First thing Saturday morning we were off to see Star Wars in Ürümqi. We stayed the night with some re-returned volunteers who seemed surprised to see us (great planning right there). The evening started with fried dumplings and ended at 3am in a bar with Ben and Tom, amusing ourselves with the increasingly drunken groups around us. The next day we visited a Buddhist temple in North Ürümqi (very cold) then met Calum at his apartment, armed with a lot of Falaishi’s whole-braised chicken.

On Monday morning we tried to go skiing, but failed due to some Winter Games. What concerned me most was the fact that, without trying to break in, we managed to get past no fewer than two police checkpoints and even made it up to the front desk to ask for day entry before we were challenged and sent back (“Why are you here? You aren’t athletes.”). Good job.

We relaxed in Fukang over the next few days. Calum and I went to queue up for free Winter Games tickets but gave up upon seeing the ‘queue’ (a fully-qualified crush replete with children being lifted out for their own safety). Meeting up with some other resident foreigners we played Mafia (similar to Werewolf, if that helps) and KTV through the night (a must-do). Tom’s Birthday was celebrated with a banquet and cake. Having spent the last two days on the (heated) floor, the (now fermenting) fruits tasted of baijiu and insides turned out to be red bean paste (just no). The cake’s courier (Marina) fell over so many times on the icy roads to the restaurant, it was barely recognisable anyway.

We left with frantic checks and a fridge-cleaning (bleach, bleach, bleach) and visited Sharon and Stephen’s for their ‘Ultimate Fattening Pudding’ (as good as it sounds) followed by yet another excellent curry. Tom had Happy Birthday sung in several languages. Once in Ürümqi, en route to the station, our groups split: Calum and I on the BRT and Ben, Tom, Marina and Courtney on the buses, racing to the station. We got there first despite walking from the last stop, but our train was quickly delayed by thirty minutes… then ‘indefinitely’. Erm.
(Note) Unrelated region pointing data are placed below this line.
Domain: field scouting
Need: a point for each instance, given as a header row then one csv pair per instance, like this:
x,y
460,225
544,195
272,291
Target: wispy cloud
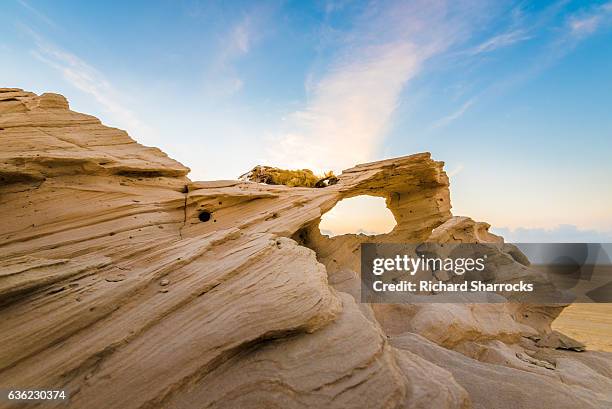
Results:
x,y
454,115
37,13
350,107
587,22
87,79
500,41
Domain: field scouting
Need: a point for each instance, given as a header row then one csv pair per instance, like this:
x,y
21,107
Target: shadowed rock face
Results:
x,y
133,287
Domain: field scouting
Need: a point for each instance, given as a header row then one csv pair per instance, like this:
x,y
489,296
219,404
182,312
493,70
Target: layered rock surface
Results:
x,y
114,286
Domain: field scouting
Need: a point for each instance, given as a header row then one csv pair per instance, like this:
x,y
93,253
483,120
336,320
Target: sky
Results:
x,y
514,96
The other group also faced delays on their Lanzhou train but got to board after a few hours. I took the opportunity of Tom being penned in by people and chairs in the queue to ‘Last-Hit’ him; ‘Last-Hit’ is a game where you try to be the last person to hit the other (a bit like tag), which we’ve been playing since New Year’s. Happy Birthday Tom! Our Xi’an-bound train remained indefinitely delayed until a prediction of 4am which was pushed back half-hourly until seven thirty, after nearly ten hours on the waiting room floor. I was so glad we had sleeper tickets, because the journey itself was thirty-two hours.

—TJC

Featured image: Celebrating Tom’s 19th. LTR: me, Oksana, Marina, Calum, Sharon, Oksana, Linda, Ben, Tom, Courtney, and Charnau.